I've only had a few "premium" black teas so far. I recently gave this one a try:http://www.rishi-tea.com/product/ceylon ... /black-tea
The leaves appear to be good quality, unbroken, and have a fruit-heavy scent that makes me think of prunes.
I prepared it in this manner:
5.5g of tea leaf
250ml water, boiled, poured into a "kyusu" teapot
2m first infusion
It's actually very good. Aroma is very alluring when infused, and the resulting liquid is sweet, full and even throughout.
A second follow up infusion at 2m 30s with the same amount of boiled water is also appealing. Instead of becoming harsher like the Yunnanese tea that has most recently been my "black teas", it keeps a similar profile, though slightly weaker.

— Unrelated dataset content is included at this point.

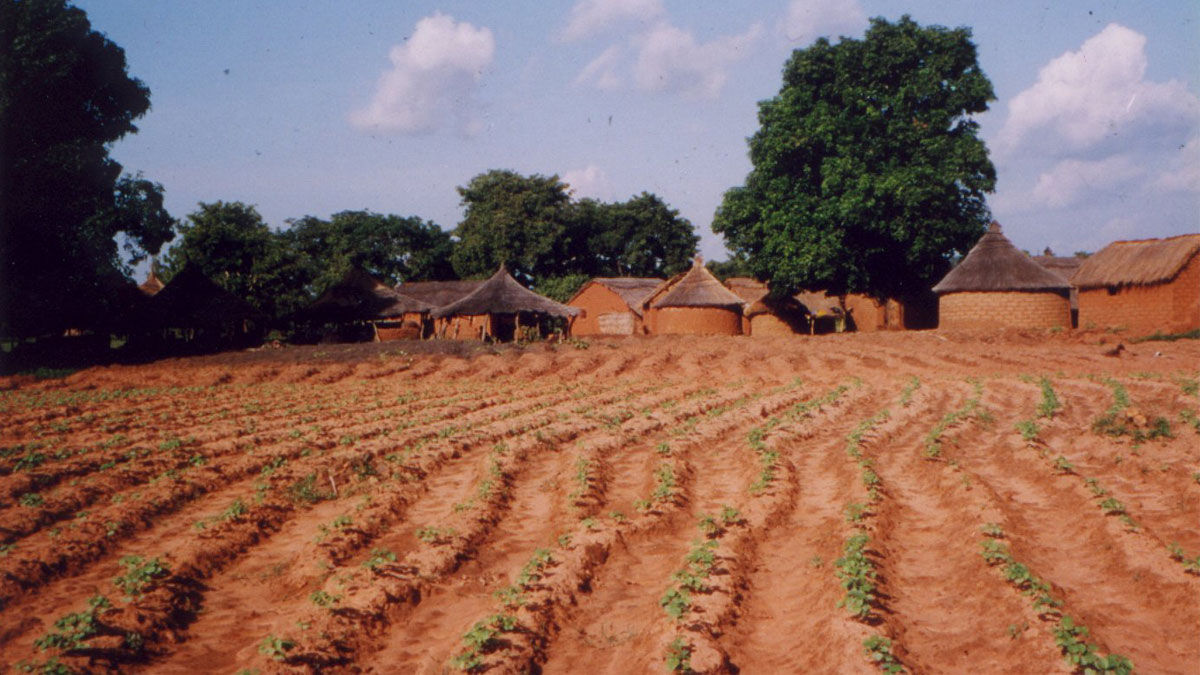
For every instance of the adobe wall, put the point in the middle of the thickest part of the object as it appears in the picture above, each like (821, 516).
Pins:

I haven't had a chance to do a third infusion, so I might try that this weekend.
This tea, insofar as black tea goes, is not very tannic.
As you can tell, I'm awful at explaining my experience!
This is my first Ceylon tea. When getting into higher grade teas, my exposure to hongchas has been relatively limited compared to the others. I had been wanting to try some Indic-region produced teas and decided on this one over the Assam due to price.
This is not a tea that asks for anything to be added to it, as it's very satisfying on it's own. If you're thinking about trying it, I think it was a worthwhile experience.